I have a Brother network printer that works sometimes via CUPS with a ppd install, but it loses connection constantly, even with the ip address reserved on my router. As a result, I decided to try to layer in the Brother rpm install to get this working properly (something I normally try to avoid).
When I run the rpm-ostree command, I get the following message:
error: Checkout mfc9460cdnlpr-1.1.1-5.i386: opendir(local): No such file or directory
I can verify the file is there, it’s spelled properly, and it will install in a Fedora distrobox (although exporting it from there into Bazzite seems to do nothing).
I am hoping there is some easy way to solve this either via layering the rpm or via getting a stable connection with CUPS. Preferably CUPS, but at this point I just want to be able to print.
I have been able to successfully layer a brother provided rpm for my own printer (possibly different from yours). What worked for me was providing the full path to the file and if there are any spaces to enclose it in quotes?
I have a Brother network printer connected via Wifi and the connection is rock solid. I configured the printer to use IPP protocol and CUPS found it and installed as “driverless” variant.
I just set up my Brother HL-L2320 a few moments ago.
The printer is connected to CUPS on a Raspberry Pi though.
So to get it working I:
installed the cups package and the brlaser package on the pi
configured the printer on the pi
opened cups administration on my desktop machine and chose add printer
under detected network printers it showed the printer on the Pis CUPS install
added it, and done.
Working great so far.
Might not be useful for your situation, but in case others also come to the thread for help.
edit: Something I should note is that certain PDF types will refuse to print on CUPS, and you might even need to restart the server to print other documents. I haven’t isolated the issue that causes this yet.
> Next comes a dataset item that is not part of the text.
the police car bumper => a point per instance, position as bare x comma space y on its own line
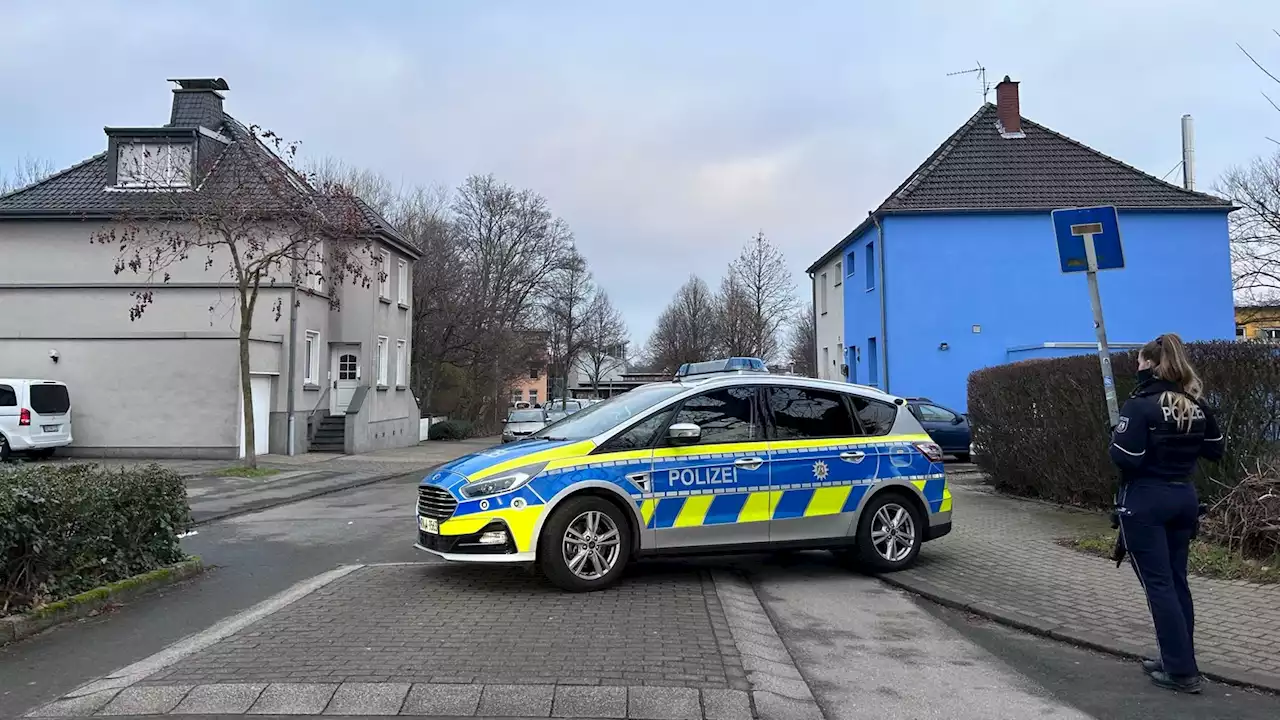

Just for clarification in the above post I mean that after I set everything up on the Pi, I still used the CUPS administration on localhost:631 of the Bazzite install to browse the network. (in case anyone missed and thought I was just opening the printserver:631)
That Brother printer doesn’t have its own networking, so having the Pi act as the primary print server and then the local install of CUPS talk to the remote version of CUPS was perfect.